The Court of Criminal Appeal has quashed the conviction of Co Mayo farmer Padraig Nally for manslaughter and ordered a retrial.
In July last year, the 62-year-old farmer was jailed for six years for shooting dead John 'Frog' Ward, 42.
Mr Ward, a member of the Travelling community and the father of eleven children, was shot twice and beaten with a stick after he entered Mr Nally's farmyard on 14 October 2004.
The second and fatal shot was fired after Mr Ward had left the yard.
Mr Nally's lawyers had argued at his appeal that the trial judge, Mr Justice Paul Carney, had erred in law by not allowing the jury to consider a defence of full self-defence and by not allowing it to find Mr Nally not guilty.

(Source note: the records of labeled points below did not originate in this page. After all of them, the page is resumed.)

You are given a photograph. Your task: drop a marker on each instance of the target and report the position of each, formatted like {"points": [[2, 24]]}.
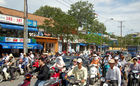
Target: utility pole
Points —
{"points": [[121, 25], [25, 44]]}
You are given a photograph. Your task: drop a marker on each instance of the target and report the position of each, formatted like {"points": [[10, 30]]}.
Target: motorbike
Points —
{"points": [[73, 82], [93, 74], [54, 78], [134, 78], [27, 80], [1, 73]]}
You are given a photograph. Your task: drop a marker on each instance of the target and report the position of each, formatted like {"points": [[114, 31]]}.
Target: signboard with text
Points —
{"points": [[16, 20], [10, 39]]}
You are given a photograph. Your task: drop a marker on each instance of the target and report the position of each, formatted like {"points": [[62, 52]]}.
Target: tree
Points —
{"points": [[63, 25], [49, 12], [84, 14]]}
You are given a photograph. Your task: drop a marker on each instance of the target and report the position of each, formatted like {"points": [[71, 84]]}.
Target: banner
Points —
{"points": [[16, 20]]}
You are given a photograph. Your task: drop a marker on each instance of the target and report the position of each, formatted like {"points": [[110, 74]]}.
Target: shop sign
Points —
{"points": [[16, 20], [10, 39]]}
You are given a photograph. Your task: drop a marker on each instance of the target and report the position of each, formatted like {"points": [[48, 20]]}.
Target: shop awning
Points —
{"points": [[8, 26], [103, 46], [82, 44], [20, 46]]}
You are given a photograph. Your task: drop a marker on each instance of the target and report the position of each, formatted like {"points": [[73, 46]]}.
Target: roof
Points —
{"points": [[7, 11]]}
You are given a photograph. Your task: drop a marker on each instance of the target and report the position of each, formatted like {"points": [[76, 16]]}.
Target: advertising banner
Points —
{"points": [[16, 20]]}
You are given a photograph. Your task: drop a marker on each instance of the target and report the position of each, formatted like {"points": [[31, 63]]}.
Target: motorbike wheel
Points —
{"points": [[17, 75], [1, 78]]}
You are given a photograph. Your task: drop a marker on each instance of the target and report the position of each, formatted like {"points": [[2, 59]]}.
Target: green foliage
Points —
{"points": [[62, 23], [49, 12]]}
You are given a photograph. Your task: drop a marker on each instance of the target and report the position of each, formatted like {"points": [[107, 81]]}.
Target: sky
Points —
{"points": [[127, 11]]}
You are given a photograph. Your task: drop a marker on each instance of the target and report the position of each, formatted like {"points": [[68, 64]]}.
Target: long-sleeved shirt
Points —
{"points": [[80, 74], [114, 74]]}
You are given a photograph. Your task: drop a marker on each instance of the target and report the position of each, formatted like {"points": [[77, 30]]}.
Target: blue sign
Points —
{"points": [[32, 23]]}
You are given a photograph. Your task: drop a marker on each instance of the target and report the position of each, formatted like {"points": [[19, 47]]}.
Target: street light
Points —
{"points": [[25, 27], [121, 26], [102, 33]]}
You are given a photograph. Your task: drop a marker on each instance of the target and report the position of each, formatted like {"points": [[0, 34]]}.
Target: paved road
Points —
{"points": [[16, 82]]}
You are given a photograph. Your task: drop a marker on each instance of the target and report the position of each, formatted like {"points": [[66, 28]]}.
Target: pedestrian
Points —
{"points": [[133, 67], [113, 75]]}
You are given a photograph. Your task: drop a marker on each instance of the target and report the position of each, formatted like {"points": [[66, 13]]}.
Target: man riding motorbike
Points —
{"points": [[79, 72], [43, 73], [133, 67]]}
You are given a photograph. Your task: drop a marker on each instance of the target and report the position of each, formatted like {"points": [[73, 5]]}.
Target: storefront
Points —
{"points": [[50, 44], [11, 34]]}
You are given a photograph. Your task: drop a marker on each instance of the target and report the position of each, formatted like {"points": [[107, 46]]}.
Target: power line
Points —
{"points": [[62, 3]]}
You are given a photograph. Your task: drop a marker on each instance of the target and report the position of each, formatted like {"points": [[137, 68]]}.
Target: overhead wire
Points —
{"points": [[63, 3]]}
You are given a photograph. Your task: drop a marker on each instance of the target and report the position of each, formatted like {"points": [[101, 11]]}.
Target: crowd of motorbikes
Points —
{"points": [[55, 73]]}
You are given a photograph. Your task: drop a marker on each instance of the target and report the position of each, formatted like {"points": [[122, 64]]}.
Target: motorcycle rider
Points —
{"points": [[79, 72], [135, 66], [43, 73], [113, 75], [25, 63], [12, 64], [59, 63], [6, 62]]}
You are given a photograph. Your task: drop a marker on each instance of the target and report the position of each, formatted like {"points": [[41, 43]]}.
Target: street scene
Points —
{"points": [[69, 43]]}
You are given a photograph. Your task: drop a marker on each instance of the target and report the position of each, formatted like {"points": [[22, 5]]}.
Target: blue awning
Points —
{"points": [[8, 26], [20, 46]]}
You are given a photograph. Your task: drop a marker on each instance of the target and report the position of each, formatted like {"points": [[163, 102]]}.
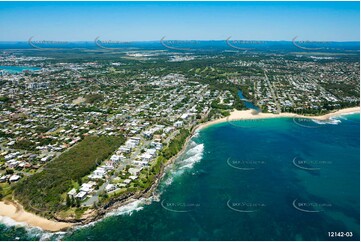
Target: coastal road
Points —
{"points": [[273, 93]]}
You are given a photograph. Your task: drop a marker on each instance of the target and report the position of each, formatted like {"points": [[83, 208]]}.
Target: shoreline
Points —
{"points": [[16, 212], [249, 115]]}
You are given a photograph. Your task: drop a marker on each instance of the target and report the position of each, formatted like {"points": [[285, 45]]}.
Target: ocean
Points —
{"points": [[266, 179]]}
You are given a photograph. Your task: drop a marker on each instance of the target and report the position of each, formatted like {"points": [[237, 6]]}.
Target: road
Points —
{"points": [[274, 96]]}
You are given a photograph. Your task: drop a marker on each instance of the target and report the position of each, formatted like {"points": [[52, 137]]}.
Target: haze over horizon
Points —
{"points": [[150, 21]]}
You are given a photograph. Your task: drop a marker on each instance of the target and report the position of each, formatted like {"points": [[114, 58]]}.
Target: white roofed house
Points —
{"points": [[110, 187], [14, 178], [178, 124], [81, 195], [72, 192], [116, 158]]}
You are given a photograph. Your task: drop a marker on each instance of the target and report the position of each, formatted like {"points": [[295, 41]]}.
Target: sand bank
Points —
{"points": [[250, 114], [16, 212]]}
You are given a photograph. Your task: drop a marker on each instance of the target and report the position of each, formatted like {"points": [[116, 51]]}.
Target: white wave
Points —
{"points": [[333, 121], [196, 134]]}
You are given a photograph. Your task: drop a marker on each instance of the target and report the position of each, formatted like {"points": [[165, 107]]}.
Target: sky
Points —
{"points": [[144, 21]]}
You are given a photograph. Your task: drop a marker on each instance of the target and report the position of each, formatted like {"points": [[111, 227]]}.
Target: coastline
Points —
{"points": [[16, 212], [248, 114]]}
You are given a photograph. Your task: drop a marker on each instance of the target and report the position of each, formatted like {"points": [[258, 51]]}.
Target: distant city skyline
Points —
{"points": [[150, 21]]}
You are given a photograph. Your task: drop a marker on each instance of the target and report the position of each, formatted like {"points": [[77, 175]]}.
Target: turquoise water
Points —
{"points": [[246, 180], [18, 69]]}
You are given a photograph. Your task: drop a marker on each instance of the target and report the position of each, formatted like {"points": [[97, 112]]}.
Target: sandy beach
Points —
{"points": [[250, 114], [16, 212]]}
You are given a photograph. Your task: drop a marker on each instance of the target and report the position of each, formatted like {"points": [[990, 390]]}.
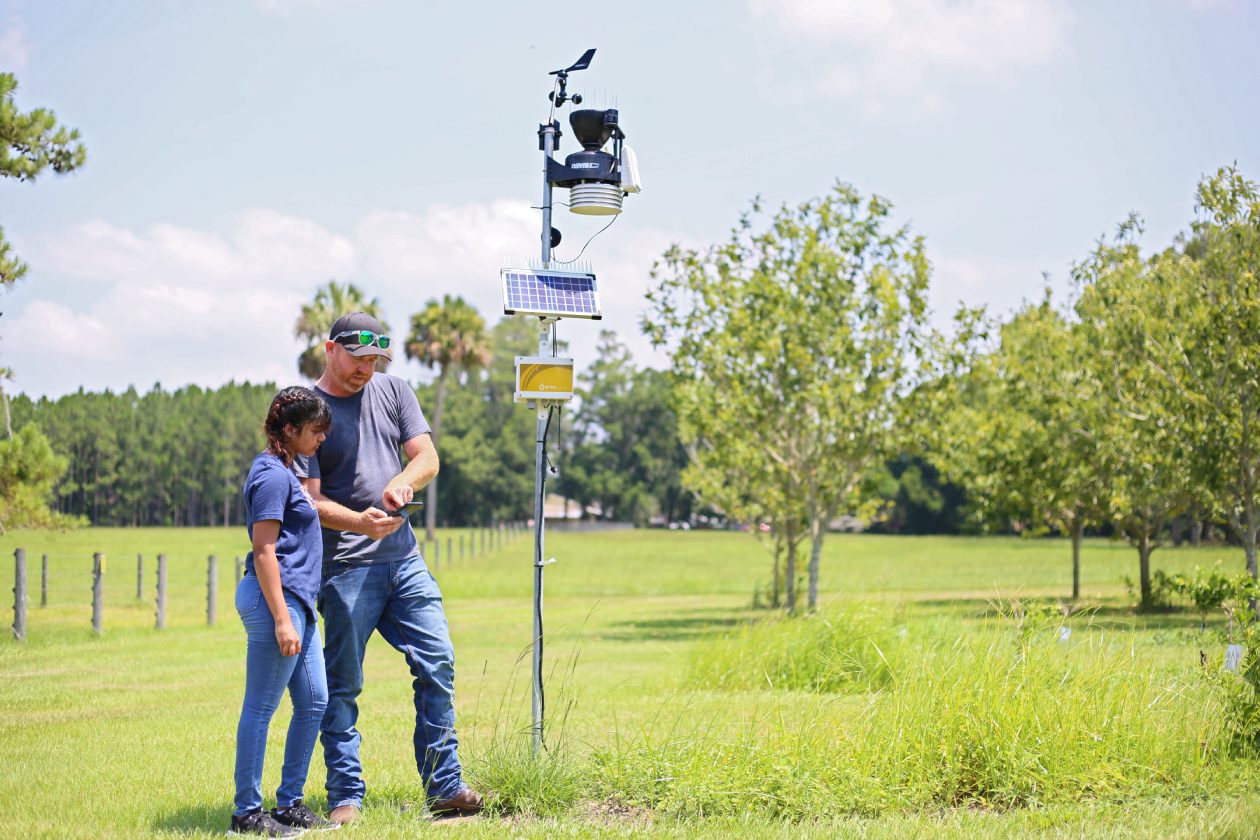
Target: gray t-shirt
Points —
{"points": [[357, 460]]}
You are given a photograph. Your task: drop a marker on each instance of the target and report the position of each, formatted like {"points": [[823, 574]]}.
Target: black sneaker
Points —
{"points": [[260, 822], [299, 816]]}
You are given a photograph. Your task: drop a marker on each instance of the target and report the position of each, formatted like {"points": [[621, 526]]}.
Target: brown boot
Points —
{"points": [[466, 802], [343, 815]]}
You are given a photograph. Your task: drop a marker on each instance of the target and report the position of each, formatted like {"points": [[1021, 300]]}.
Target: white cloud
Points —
{"points": [[857, 48], [170, 304], [177, 305], [14, 47]]}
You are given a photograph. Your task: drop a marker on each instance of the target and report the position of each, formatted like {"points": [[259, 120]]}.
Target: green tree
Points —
{"points": [[1152, 474], [793, 348], [447, 335], [1215, 358], [1022, 433], [29, 469], [332, 301], [29, 144]]}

The judge had directed that the jury had to find Mr Nally guilty of murder or guilty of manslaughter. He made this ruling after an initial application by the prosecution counsel on the issue of self-defence.
The judgment by the three-judge Court of Criminal Appeal states that the issue of self-defence was a central issue at every stage of this case.
The court said that had the prosecution allowed the trial to proceed in the usual manner, the trial judge would have given appropriate directions to the jury in the usual form.
It said that the jury was denied the opportunity to return a verdict of not guilty, even if such a verdict may have flown in the face of the evidence.
Mr Justice Nicholas Kearns said the jury must retain the ultimate power to determine issues of guilt or innocence.
Retrial next year
Mr Nally's retrial is expected to take place before the summer next year.
After today's judgment, neither Mr Nally nor his solicitor nor his sister made any comment. His solicitor said he would not be making any comment 'for the moment'.
Marie Ward, wife of Mr Ward, told RTÉ News this evening that she was 'upset by the court ruling and the decision to release Padraig Nally'.
She said life had been very difficult over the past two years and that she had been forced to leave the halting site she had lived on in Galway because of intimidation and hate mail.
The sister and sister-in-law of John Ward said their family is very disappointed and shocked at the court ruling.
Speaking in Co Sligo, Nora and Bridget Ward spoke of the loss of Mr Ward, eleven children left without a father and grandchildren who would never see their grandfather.
Nora Ward said her brother will soon be two years dead and a lot of memories will be brought back.
She said: 'John can't come back to us and now Padraig Nally is going to be released; that will be hard to get used to.'
Martin Collins of the Travellers' organisation, Pavee Point, said it was regrettable that all the main players in this would have to relive the horror of the case one more time.
The Irish Traveller Movement has said it is 'extremely concerned' by today's decision.
It called on the media to take a more measured approach in its reporting of Mr Nally's retrial and to avoid the stereotyping of Travellers which typified much of the reporting in the original case.